Ainsi rien moins que 4 dates ont dû être envisagées et 3 annulées avant que la réunion du 28 février 2005 puisse se tenir.
Une telle situation et un tel constat mettent à mal et compliquent anormalement toute mise en 'uvre de séminaires nationaux sur plusieurs jours, toutes tournées avec les directeurs régionaux épisodiques et régulières, outre les difficultés matérielles générées par de telles situations d’un point de vue organisationnel (multiplication considérable du temps passé pour tenter d’organiser des réunions en combinant les exigences divergentes de 24 personnes …).
Par ailleurs, les salariés VRP multicartes organisent librement leur emploi du temps, leurs prospections, leurs tournées et l’opportunité de celles-ci, la fréquence et l’intensité de celles- ci. Or, un tel mode d’organisation est en parfaite contradiction avec la structure de réseau de délégués pharmaceutiques de la Société IDIM et les contraintes dictées par sa clientèle.
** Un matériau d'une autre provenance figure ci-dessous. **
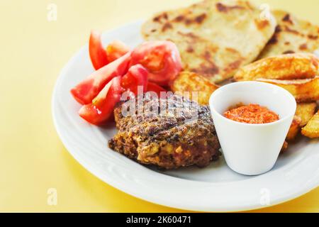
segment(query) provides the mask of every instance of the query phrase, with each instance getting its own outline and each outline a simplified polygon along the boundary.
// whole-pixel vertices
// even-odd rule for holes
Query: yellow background
[[[0,1],[0,211],[179,211],[125,194],[89,173],[64,148],[51,116],[60,70],[107,31],[194,0]],[[57,21],[47,6],[57,6]],[[263,0],[319,24],[318,0]],[[57,190],[57,206],[47,191]],[[258,211],[319,212],[319,188]]]

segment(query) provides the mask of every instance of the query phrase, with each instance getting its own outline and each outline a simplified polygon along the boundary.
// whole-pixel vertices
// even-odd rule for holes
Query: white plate
[[[119,39],[133,48],[142,41],[141,23],[106,33],[103,40],[107,43]],[[80,105],[69,90],[91,72],[86,45],[69,61],[55,84],[52,97],[55,125],[66,148],[81,165],[123,192],[174,208],[234,211],[281,203],[319,185],[318,140],[306,138],[291,145],[272,170],[257,177],[236,174],[227,167],[223,158],[203,169],[166,172],[138,164],[108,148],[108,140],[116,133],[113,125],[101,128],[78,116]]]

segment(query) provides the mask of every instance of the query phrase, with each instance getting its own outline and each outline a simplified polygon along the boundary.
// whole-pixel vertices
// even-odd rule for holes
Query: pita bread
[[[319,27],[283,11],[274,11],[278,26],[259,58],[294,52],[313,52],[319,48]]]
[[[276,20],[262,20],[260,13],[246,1],[206,0],[157,13],[142,34],[175,43],[185,70],[220,82],[252,62],[274,34]]]

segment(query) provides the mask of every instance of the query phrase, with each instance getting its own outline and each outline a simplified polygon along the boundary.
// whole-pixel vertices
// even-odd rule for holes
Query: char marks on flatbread
[[[319,48],[319,27],[295,18],[289,13],[274,11],[276,32],[258,58],[281,54],[313,52]]]
[[[255,60],[274,34],[276,20],[262,21],[260,13],[246,1],[206,0],[155,15],[142,34],[173,41],[184,70],[220,82]]]

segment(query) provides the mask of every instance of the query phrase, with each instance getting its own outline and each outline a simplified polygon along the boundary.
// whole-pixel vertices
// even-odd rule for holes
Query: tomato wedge
[[[108,64],[106,52],[101,40],[101,33],[96,31],[91,31],[89,52],[91,62],[96,70]]]
[[[130,60],[130,53],[128,52],[114,62],[95,71],[72,88],[71,94],[79,103],[89,104],[113,78],[123,76],[128,72]]]
[[[132,52],[130,65],[141,64],[149,72],[150,81],[167,85],[181,70],[181,61],[176,45],[170,41],[148,41]]]
[[[146,92],[154,92],[160,97],[161,92],[166,92],[167,90],[155,83],[149,82],[147,83],[147,89],[146,89]]]
[[[121,86],[126,91],[130,91],[138,95],[138,87],[142,88],[142,92],[147,91],[147,70],[142,65],[132,66],[126,74],[122,77]]]
[[[112,79],[99,93],[91,104],[83,106],[79,116],[94,125],[101,125],[113,116],[115,105],[120,101],[123,89],[121,87],[121,77]]]
[[[108,44],[106,52],[108,62],[112,62],[130,51],[130,48],[124,43],[115,40]]]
En outre, vous bénéficiez d’un portefeuille produits « fermés ». En effet, si la Société juge utile de proposer et de confier aux salariés VRP multicartes de réaliser la promotion de nouveaux produits, cette promotion ne peut s’envisager que sous réserve de l’accord exprès de chaque intéressé qui sera conduit à en discuter les conditions de promotion s’agissant du secteur, de la catégorie de clients, des conditions de vente, du mode de rémunération.
Or, les salariés VRP multicartes ne souhaitent pas nécessairement élargir leur gamme de promotion et ceci pour des raisons qui leurs sont propres (peu d’intérêt personnel pour les nouveaux produits, produits proposés susceptibles de concurrencer les produits qu’ils ont déjà en catalogue, demandes d’engagement de distribution au-delà de la durée des contrats de distribution dont IDIM bénéficie, etc …).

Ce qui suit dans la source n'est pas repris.